Nel senso che ho un po’ la deformazione da musicista sperimentale. Il rischio che si componga per auto compiacersi, fregandosene del pubblico. Un rischio che – lo ammetto – corro spesso, però con Alessio ci siamo promessi e ripromessi di far sì che questa cosa non prendesse il sopravvento, quindi fare della nostra masturbazione un piacere per tutti..

«Sulle note del cavallo bianco» è pop ma non insegue le mode imperanti…

Abbiamo voluto evitare di rivestire i pezzi di tutti questi suoni belli gentili, che non hanno spigoli in cui ogni passaggio è giocato in maniera super equilibrata, spalmata. Invece a noi piaceva spiazzare l’ascoltatore, alzando il volume, aggiungendo una chitarra.

Il disco è accompagnato da un progetto artistico, una installazione alla stazione centrale di Milano.

Il progetto nasce dal fatto che ho ricominciato a lavorare con Gabriele Tutino, il regista torinese che ha girato i miei primi videoclip. Ne abbiamo realizzato alcuni con le canzoni del nuovo disco e alla fine ci siamo indirizzati sull’idea di una installazione. Un cubo al centro della stazione centrale con i visual sul pavimento, gli specchi tutto intorno in cui gira un loop di 10 minuti dove si sentono tutti i frammenti del disco. Sostanzialmente è un’esperienza immersiva, immaginando una «dimensione tipo» che fosse quella di una specie di portale.

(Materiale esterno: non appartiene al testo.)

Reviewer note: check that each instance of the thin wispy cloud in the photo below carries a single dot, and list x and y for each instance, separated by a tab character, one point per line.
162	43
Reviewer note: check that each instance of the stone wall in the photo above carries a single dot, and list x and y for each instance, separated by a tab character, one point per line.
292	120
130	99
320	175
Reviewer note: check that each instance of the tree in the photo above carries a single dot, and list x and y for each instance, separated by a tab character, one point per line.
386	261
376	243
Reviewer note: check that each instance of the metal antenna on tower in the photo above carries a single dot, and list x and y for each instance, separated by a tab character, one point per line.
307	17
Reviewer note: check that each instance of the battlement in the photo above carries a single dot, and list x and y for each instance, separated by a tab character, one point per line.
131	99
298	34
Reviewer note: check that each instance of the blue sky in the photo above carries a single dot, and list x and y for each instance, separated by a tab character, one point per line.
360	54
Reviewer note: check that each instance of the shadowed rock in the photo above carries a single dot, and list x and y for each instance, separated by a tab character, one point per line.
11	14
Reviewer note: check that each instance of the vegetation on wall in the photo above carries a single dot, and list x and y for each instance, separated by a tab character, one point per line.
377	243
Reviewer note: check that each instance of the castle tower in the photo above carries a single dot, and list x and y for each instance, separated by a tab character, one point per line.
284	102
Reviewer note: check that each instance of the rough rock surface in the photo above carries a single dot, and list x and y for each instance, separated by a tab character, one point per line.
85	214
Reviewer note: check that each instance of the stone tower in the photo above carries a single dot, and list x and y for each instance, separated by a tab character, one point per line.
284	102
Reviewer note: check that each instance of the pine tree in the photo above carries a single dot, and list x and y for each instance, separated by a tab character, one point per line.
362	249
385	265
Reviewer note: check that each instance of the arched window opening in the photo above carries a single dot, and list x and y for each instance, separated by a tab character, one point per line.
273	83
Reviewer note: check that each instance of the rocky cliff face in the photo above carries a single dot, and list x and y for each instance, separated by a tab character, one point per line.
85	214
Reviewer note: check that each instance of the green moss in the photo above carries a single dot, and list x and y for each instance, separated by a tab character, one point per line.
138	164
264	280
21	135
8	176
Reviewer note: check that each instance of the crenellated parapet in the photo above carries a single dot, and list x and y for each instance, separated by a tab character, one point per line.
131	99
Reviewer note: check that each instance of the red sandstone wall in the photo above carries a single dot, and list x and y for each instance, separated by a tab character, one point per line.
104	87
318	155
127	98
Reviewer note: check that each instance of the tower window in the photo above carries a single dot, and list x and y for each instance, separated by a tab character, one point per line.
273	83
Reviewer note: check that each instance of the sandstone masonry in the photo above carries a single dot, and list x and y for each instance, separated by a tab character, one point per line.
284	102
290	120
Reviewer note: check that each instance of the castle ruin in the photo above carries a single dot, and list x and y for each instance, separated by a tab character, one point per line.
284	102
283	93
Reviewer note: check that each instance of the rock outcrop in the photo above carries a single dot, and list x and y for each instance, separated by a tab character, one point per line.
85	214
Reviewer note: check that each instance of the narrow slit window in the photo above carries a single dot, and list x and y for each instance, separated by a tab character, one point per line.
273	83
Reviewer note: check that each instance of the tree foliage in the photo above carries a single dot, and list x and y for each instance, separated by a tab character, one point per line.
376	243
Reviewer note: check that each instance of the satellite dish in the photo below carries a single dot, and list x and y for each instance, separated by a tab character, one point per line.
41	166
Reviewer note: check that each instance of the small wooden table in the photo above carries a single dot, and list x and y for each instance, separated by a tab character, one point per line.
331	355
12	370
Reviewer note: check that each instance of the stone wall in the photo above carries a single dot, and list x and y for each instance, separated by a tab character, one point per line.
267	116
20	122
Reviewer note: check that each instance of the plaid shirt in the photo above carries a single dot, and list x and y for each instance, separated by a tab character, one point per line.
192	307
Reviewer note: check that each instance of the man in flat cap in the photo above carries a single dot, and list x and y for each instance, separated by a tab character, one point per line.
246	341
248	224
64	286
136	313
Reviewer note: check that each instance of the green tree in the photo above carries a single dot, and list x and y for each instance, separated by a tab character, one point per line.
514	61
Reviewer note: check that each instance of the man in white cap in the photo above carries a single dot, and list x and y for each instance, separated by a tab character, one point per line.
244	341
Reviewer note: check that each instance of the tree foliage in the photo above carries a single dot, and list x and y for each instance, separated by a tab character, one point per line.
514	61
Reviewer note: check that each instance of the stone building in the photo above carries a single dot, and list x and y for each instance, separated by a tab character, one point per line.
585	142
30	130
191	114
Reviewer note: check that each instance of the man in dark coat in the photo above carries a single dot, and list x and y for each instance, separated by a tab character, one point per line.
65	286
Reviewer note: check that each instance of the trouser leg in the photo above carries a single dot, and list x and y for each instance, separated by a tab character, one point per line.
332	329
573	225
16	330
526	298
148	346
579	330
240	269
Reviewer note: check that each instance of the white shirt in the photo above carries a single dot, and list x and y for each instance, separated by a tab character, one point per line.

Anche la figura del cavallo bianco è un po’ un tramite tra due mondi, e ci piaceva immaginare questo portale in cui si entra e si vive questa cosa assolutamente fuori dall’ordinario.

«Gira che ti rigira» – una delle tracce più interessanti del disco – è ispirata dalla leggerezza di «Attenti al lupo» scritta da Ron e poi interpretata da Lucio Dalla.

Ero a casa insieme a mia moglie e i miei figli e guardavamo video su YouTube per fare sentire ai bambini delle canzoni. È partita Attenti al lupo, un pezzo che ho sempre amato sin da bambino: una produzione esemplare, di incredibile leggerezza. E su quegli accordi in levare ci ho canticchiato sopra, poi quando con Alessio mesi dopo abbiamo iniziato a fare il disco il nostro gioco è stato quello di mischiare suoni più classici con suoni più bizzarri.

«Il messaggio» che chiude la scaletta, è il pezzo definito il più complesso e che ha rimandato fino all’ultimo.

È stato un periodo dal punto di vista personale particolarmente delicato, sia per me che per Alessio. Il messaggio mi piaceva ma qualcosa mi bloccava, finché mi è venuta l’idea di raccontare tutto come una sorta di viaggio psichedelico o ancor meglio un trip mistico, con una dichiarazione d’amore finale.

Da ottobre su Mubi è disponibile il documentario «Antipop,» regia di Jacopo Farina, dalla costruzione poco canonica. Più che vita e carriera di Cosmo è il racconto di chi gli gira intorno: familiari, amici….

È stata una gestazione lunga e anche tortuosa e all’inizio non volevo prendermene cura in alcun modo: insomma – pensavo – come faccio io a prendermi cura di un film che parla di me? Così è scattata l’idea di far parlare amici, familiari anche perché penso che ognuno di noi è quello che è, perché si definisce anche in base a chi ha intorno. Noi siamo strutturati in un certo modo, perché siamo cresciuti con certe persone.

Nel film si parla anche dei suoi esordi punk e poi il passaggio alla scena dei club. Qual è il filo che unisce due mondi a tutti gli effetti diversi?

Essenzialmente sono a loro modo due controculture, soprattutto il punk che nasceva sul finire dei settanta proprio con la connotazione di rottura. E l’elettronica – e in particolare quella del ballo, del dancefloor, quindi pensiamo alla rivoluzione rave fine anni 80, è nata come un gesto che non era solo musicale ma era anche una filosofia di vita, una visione sulla società. Per quanto addirittura si affermi che nella club culture è incluso l’elemento punk. E in qualche modo è vero, l’aspetto cyber e l’elemento utopistico lo riscontro. Quella attitudine la vivo come una sorta di deformazione, e mi è rimasta. Se vieni anche a vedermi dal vivo, capisci che ho quell’approccio. E a volte la trovi anche nel disco: ci sono le accelerazioni ovvero improvvisamente alzi i volumi, come se tu volessi dare una spinta molto più forte a pezzi che hanno un impatto già sostenuto. Sì, posso affermare di sentirmi legato a quell’attitudine.